Synonymous Genetic Variation in Natural Isolates of Escherichia coli Does Not Predict Where Synonymous Substitutions Occur in a Long-Term Experiment

Abstract

Synonymous genetic differences vary by more than 20-fold among genes in natural isolates of Escherichia coli. One hypothesis to explain this heterogeneity is that genes with high levels of synonymous variation mutate at higher rates than genes with low synonymous variation. If so, then one would expect to observe similar mutational patterns in evolution experiments. In fact, however, the pattern of synonymous substitutions in a long-term evolution experiment with E. coli does not support this hypothesis. In particular, the extent of synonymous variation across genes in that experiment does not reflect the variation observed in natural isolates of E. coli. Instead, gene length alone predicts with high accuracy the prevalence of synonymous changes in the experimental populations. We hypothesize that patterns of synonymous variation in natural E. coli populations are instead caused by differences across genomic regions in their effective population size that, in turn, reflect different histories of recombination, horizontal gene transfer, selection, and population structure.

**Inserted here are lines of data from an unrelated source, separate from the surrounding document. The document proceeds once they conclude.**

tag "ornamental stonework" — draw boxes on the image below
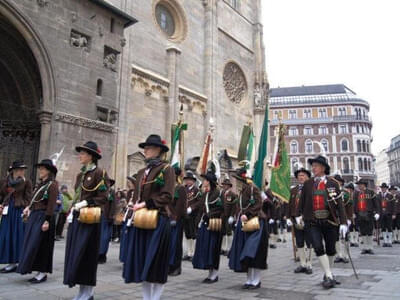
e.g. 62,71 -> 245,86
223,62 -> 247,103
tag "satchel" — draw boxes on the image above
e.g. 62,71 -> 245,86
207,218 -> 222,232
78,207 -> 101,224
133,207 -> 158,229
242,217 -> 260,232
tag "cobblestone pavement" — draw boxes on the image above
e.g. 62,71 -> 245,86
0,237 -> 400,300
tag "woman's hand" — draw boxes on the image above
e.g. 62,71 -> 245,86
42,221 -> 49,231
240,215 -> 247,222
133,202 -> 146,211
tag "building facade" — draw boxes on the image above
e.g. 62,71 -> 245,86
375,149 -> 390,185
269,84 -> 374,183
0,0 -> 268,186
387,135 -> 400,186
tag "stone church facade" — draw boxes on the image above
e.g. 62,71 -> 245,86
0,0 -> 268,186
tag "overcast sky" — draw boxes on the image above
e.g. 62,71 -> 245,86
262,0 -> 400,154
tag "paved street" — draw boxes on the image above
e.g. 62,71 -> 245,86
0,242 -> 400,300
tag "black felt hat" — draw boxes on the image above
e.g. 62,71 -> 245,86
139,134 -> 169,152
308,155 -> 331,175
34,159 -> 58,175
75,141 -> 101,159
8,160 -> 28,172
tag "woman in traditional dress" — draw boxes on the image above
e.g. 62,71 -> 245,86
192,172 -> 224,283
64,141 -> 109,300
229,168 -> 268,289
122,134 -> 175,300
17,159 -> 58,283
0,161 -> 32,273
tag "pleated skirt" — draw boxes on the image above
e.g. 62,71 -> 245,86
229,219 -> 268,272
17,210 -> 55,274
192,223 -> 222,270
0,196 -> 25,264
122,215 -> 171,284
63,211 -> 101,287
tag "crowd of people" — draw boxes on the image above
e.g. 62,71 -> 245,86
0,135 -> 400,300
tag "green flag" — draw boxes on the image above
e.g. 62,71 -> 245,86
270,124 -> 290,202
253,105 -> 269,189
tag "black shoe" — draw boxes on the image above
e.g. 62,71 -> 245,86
249,281 -> 261,290
322,276 -> 336,289
203,276 -> 218,284
0,266 -> 17,273
294,266 -> 307,274
31,275 -> 47,284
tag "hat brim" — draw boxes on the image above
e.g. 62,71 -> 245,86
308,158 -> 331,175
139,143 -> 169,152
75,146 -> 101,159
34,163 -> 58,175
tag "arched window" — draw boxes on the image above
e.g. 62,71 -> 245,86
290,141 -> 299,154
343,157 -> 350,174
306,140 -> 313,153
341,139 -> 349,151
358,157 -> 363,171
96,79 -> 103,96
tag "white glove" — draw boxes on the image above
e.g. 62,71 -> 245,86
296,216 -> 303,225
74,200 -> 88,211
339,224 -> 347,238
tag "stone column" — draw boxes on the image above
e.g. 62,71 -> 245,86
38,110 -> 53,160
164,46 -> 181,141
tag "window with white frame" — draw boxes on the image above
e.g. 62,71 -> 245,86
305,140 -> 313,153
303,108 -> 311,119
290,141 -> 299,154
289,109 -> 297,119
304,127 -> 313,135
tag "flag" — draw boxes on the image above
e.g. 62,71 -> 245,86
270,124 -> 290,202
253,106 -> 268,189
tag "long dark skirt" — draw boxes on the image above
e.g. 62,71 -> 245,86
64,212 -> 101,287
229,219 -> 268,272
192,223 -> 222,270
17,210 -> 55,274
119,222 -> 129,263
122,216 -> 171,283
99,215 -> 112,255
0,196 -> 25,264
169,221 -> 183,271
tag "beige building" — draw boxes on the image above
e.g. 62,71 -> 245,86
269,84 -> 374,182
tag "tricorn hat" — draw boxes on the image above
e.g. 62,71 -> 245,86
8,160 -> 28,172
34,159 -> 57,175
308,155 -> 331,175
294,168 -> 311,178
75,141 -> 101,159
139,134 -> 169,152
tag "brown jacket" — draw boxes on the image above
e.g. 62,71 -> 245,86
0,177 -> 32,207
297,176 -> 347,224
376,192 -> 396,215
133,163 -> 175,216
354,189 -> 380,215
75,167 -> 109,208
239,183 -> 266,220
169,184 -> 187,221
31,180 -> 59,221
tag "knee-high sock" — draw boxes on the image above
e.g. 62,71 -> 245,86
297,247 -> 306,267
142,281 -> 152,300
251,268 -> 261,285
318,254 -> 333,279
151,283 -> 164,300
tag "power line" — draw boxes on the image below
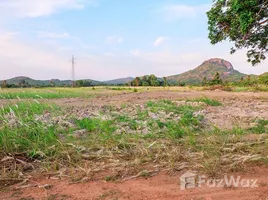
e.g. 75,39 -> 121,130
70,55 -> 76,87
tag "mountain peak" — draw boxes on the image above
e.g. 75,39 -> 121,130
168,58 -> 245,84
202,58 -> 234,71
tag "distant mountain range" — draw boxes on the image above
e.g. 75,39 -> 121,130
167,58 -> 256,84
0,58 -> 262,86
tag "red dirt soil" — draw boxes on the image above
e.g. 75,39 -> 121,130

Keywords: effective population size; experimental evolution; genetic variation; mutation rate.

Fig. 1.

The expected time to coalescence for individuals from an evolving haploid population is N_e generations. Tick marks show neutral mutation events along two lineages, which occur at some rate µ per generation. The expected number of mutations separating Individuals 1 and 2 is 2N_eµ. If all genes in the genome have experienced the same N_e, then significant variation among genes in the per-site rate of accumulation of neutral mutations would imply gene-specific heterogeneity in the underlying mutation rate.

Fig. 2.

Synonymous substitutions observed in experimental populations of Escherichia coli closely match the null hypothesis of a uniform point-mutation rate across genes, but not the distribution expected if the variability in θ_s across genes in natural isolates is explained by gene-specific differences in the point-mutation rate. Each observed or hypothetical series shows the cumulative proportion of 1,069 synonymous substitutions in 2,834 genes that have been sorted and ranked by their θ_s values (i.e., the synonymous nucleotide diversity seen in natural isolates for each gene). The red line shows the observed distribution of synonymous mutations in 12 independently evolved genomes after 40,000 generations. The dashed curve shows the null hypothesis of a uniform point-mutation rate, where gene length alone predicts the occurrence of synonymous changes. The dotted curve shows the alternative hypothesis where each gene’s point-mutation rate is proportional to θ_s.

Fig. 3.

Hypermutator clones have distinctive spectra of synonymous mutations in addition to elevated mutation rates. Clones with defective mutS or mutL genes (Ara−2, Ara−3, Ara−4, Ara+3) have large numbers of C:G to T:A and A:T to G:C transitions, whereas clones with defects in mutT (Ara−1, Ara+6) have large numbers of A:T to C:G transversions.

Fig. 4.

Synonymous substitutions tend to be found in longer genes. Genes with at least one synonymous substitution after 40,000 generations (green) are on average 1,296 bp long, whereas those without any synonymous substitutions (purple) are on average only 850 bp long. The bin width is 50 bp.